Rudi Cahyono, dosen psikologi Unair Surabaya, mengungkapkan bahwa tidak sedikit orang tua korban bullying yang memilih anaknya belajar melalui homeschooling. ’’Dengan begitu, orang tua lebih mudah mengawasi anak,’’ paparnya. Kalaupun di sekolah umum, tidak jarang orang tua menunggui anak, mulai berangkat sampai pulang.
Pria kelahiran Lumajang, 10 September 1981, tersebut menambahkan, perilaku itu disebabkan tingkat ketakutan orang tua yang meningkat dan lebih posesif. ’’Seharusnya orang tua berkomunikasi dengan pihak sekolah. Tujuannya, membangun rasa kepercayaan agar dapat menitipkan anak dengan legawa,’’ ujar Rudi.
Selain itu, pendekatan kepada anak perlu dilakukan. Dengan terbiasa berkomunikasi, ketika punya cerita negatif, anak akan cerita kepada ayah atau ibunya.
Meski demikian, tidak semua cerita negatif dapat langsung dimasukkan dalam hati.
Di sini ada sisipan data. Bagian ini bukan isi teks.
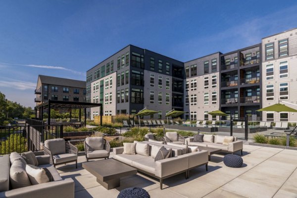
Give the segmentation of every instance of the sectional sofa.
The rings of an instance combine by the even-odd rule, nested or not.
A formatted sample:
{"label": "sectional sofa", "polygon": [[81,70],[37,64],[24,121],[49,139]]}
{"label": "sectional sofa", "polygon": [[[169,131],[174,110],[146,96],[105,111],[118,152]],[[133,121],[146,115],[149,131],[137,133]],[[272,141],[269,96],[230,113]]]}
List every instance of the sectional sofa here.
{"label": "sectional sofa", "polygon": [[[136,147],[136,154],[123,154],[124,148],[113,148],[113,158],[133,166],[139,172],[150,175],[158,179],[160,181],[160,188],[162,189],[163,180],[173,176],[185,173],[186,179],[189,178],[189,170],[198,166],[205,165],[206,171],[208,163],[207,151],[201,150],[185,153],[185,149],[180,147],[169,146],[149,142],[136,142],[136,144],[148,144],[149,146],[149,154],[145,156],[140,153],[142,151],[138,150]],[[172,150],[171,156],[167,158],[155,161],[151,156],[152,148],[160,148],[164,146],[166,148]],[[183,151],[184,149],[184,152]]]}

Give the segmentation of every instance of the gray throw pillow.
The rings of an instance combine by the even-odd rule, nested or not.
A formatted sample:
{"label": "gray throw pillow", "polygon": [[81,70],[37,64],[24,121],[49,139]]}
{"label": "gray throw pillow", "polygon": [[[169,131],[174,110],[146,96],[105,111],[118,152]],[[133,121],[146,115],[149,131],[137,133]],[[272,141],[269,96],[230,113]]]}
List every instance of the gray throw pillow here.
{"label": "gray throw pillow", "polygon": [[164,147],[161,147],[155,157],[155,161],[168,158],[171,152],[171,148],[169,148],[167,150]]}
{"label": "gray throw pillow", "polygon": [[193,142],[203,142],[204,134],[197,134],[194,136]]}

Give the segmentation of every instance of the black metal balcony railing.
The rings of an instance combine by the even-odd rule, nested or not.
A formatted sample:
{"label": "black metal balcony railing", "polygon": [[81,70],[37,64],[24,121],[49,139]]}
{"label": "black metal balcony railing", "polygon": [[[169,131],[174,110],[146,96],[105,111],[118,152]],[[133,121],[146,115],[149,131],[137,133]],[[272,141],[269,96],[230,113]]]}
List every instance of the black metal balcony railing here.
{"label": "black metal balcony railing", "polygon": [[259,63],[259,62],[260,58],[257,56],[252,56],[250,59],[244,59],[241,60],[240,65],[242,67],[243,66],[252,65],[255,63]]}
{"label": "black metal balcony railing", "polygon": [[237,86],[238,85],[238,81],[223,81],[222,82],[222,87],[228,87]]}
{"label": "black metal balcony railing", "polygon": [[260,96],[248,96],[246,97],[241,97],[241,103],[259,103]]}
{"label": "black metal balcony railing", "polygon": [[238,98],[222,99],[221,102],[221,104],[238,104]]}
{"label": "black metal balcony railing", "polygon": [[131,97],[132,103],[144,103],[144,98],[140,97]]}
{"label": "black metal balcony railing", "polygon": [[242,78],[240,79],[240,82],[242,85],[259,83],[260,82],[260,77]]}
Dosen yang mengajar psikologi pendidikan itu menuturkan bahwa orang tua perlu menyaring cerita anak.
Curahan Hati Ibu Korban Bullying
Tidak ingin pengalaman pribadi terjadi lagi, Sarah (bukan nama sebenarnya) menjadi overprotektif kepada dua buah hatinya. Sarah adalah orang tua yang memiliki pengalaman sebagai korban bullying masa SMP hingga SMA. Menemukan binatang di dalam tas, dikunci di dalam kamar mandi, mendapat ejekan karena memiliki badan mungil, dan setiap hari ditertawakan teman-teman sekelas merupakan beberapa pengalaman buruk yang tak terlupakan oleh Sarah.
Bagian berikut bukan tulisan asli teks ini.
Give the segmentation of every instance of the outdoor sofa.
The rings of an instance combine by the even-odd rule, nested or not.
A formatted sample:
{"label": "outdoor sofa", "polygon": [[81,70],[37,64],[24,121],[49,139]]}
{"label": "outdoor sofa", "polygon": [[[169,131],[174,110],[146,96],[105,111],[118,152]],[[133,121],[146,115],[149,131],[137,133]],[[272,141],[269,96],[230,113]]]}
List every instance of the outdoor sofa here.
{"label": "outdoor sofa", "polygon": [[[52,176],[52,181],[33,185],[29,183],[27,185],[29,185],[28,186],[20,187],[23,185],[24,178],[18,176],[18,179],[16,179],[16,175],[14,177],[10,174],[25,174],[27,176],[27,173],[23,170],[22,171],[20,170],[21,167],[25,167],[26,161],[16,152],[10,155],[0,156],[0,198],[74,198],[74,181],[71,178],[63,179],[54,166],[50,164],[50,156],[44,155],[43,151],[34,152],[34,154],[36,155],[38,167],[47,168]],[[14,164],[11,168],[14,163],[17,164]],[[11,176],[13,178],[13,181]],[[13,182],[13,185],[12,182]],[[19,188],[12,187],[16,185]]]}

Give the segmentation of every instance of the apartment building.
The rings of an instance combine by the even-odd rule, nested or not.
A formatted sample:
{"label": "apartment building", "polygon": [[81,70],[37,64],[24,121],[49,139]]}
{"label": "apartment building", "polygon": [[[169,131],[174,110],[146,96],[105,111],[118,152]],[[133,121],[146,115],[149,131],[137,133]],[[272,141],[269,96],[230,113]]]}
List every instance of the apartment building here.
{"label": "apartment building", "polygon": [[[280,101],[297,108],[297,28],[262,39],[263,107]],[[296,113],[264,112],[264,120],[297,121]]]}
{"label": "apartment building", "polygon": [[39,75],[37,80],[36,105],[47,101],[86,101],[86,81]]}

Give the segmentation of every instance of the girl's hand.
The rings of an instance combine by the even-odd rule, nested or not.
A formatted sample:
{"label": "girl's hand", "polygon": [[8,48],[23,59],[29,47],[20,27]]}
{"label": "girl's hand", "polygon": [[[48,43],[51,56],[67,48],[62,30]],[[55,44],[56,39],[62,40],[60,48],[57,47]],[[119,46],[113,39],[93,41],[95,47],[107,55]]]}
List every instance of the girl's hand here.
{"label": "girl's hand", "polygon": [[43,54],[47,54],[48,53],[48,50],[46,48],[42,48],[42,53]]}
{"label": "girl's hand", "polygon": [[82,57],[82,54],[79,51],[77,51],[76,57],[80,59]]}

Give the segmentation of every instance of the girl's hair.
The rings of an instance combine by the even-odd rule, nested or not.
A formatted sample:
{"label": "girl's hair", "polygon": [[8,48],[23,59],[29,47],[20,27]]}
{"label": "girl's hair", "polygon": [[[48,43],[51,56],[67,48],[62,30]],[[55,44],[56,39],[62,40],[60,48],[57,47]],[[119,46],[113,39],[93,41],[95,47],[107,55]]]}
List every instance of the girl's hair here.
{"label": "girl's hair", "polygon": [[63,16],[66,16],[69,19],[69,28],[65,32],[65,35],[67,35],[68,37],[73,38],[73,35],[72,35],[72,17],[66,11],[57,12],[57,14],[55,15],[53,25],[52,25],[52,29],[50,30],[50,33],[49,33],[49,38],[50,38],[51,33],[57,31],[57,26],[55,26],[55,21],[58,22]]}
Ujungnya, kejadian tersebut membuat Sarah tidak ingin bersekolah lagi. Hingga akhirnya dia mengalami depresi. Perasaan ingin bunuh diri sempat merasukinya. ’’Saya sangat tertekan dengan hal tersebut. Ditambah lagi, orang tua saya otoriter dan keras pada saya. Saya sempat merasa tidak mendapat perlindungan,’’ cerita perempuan 39 tahun tersebut.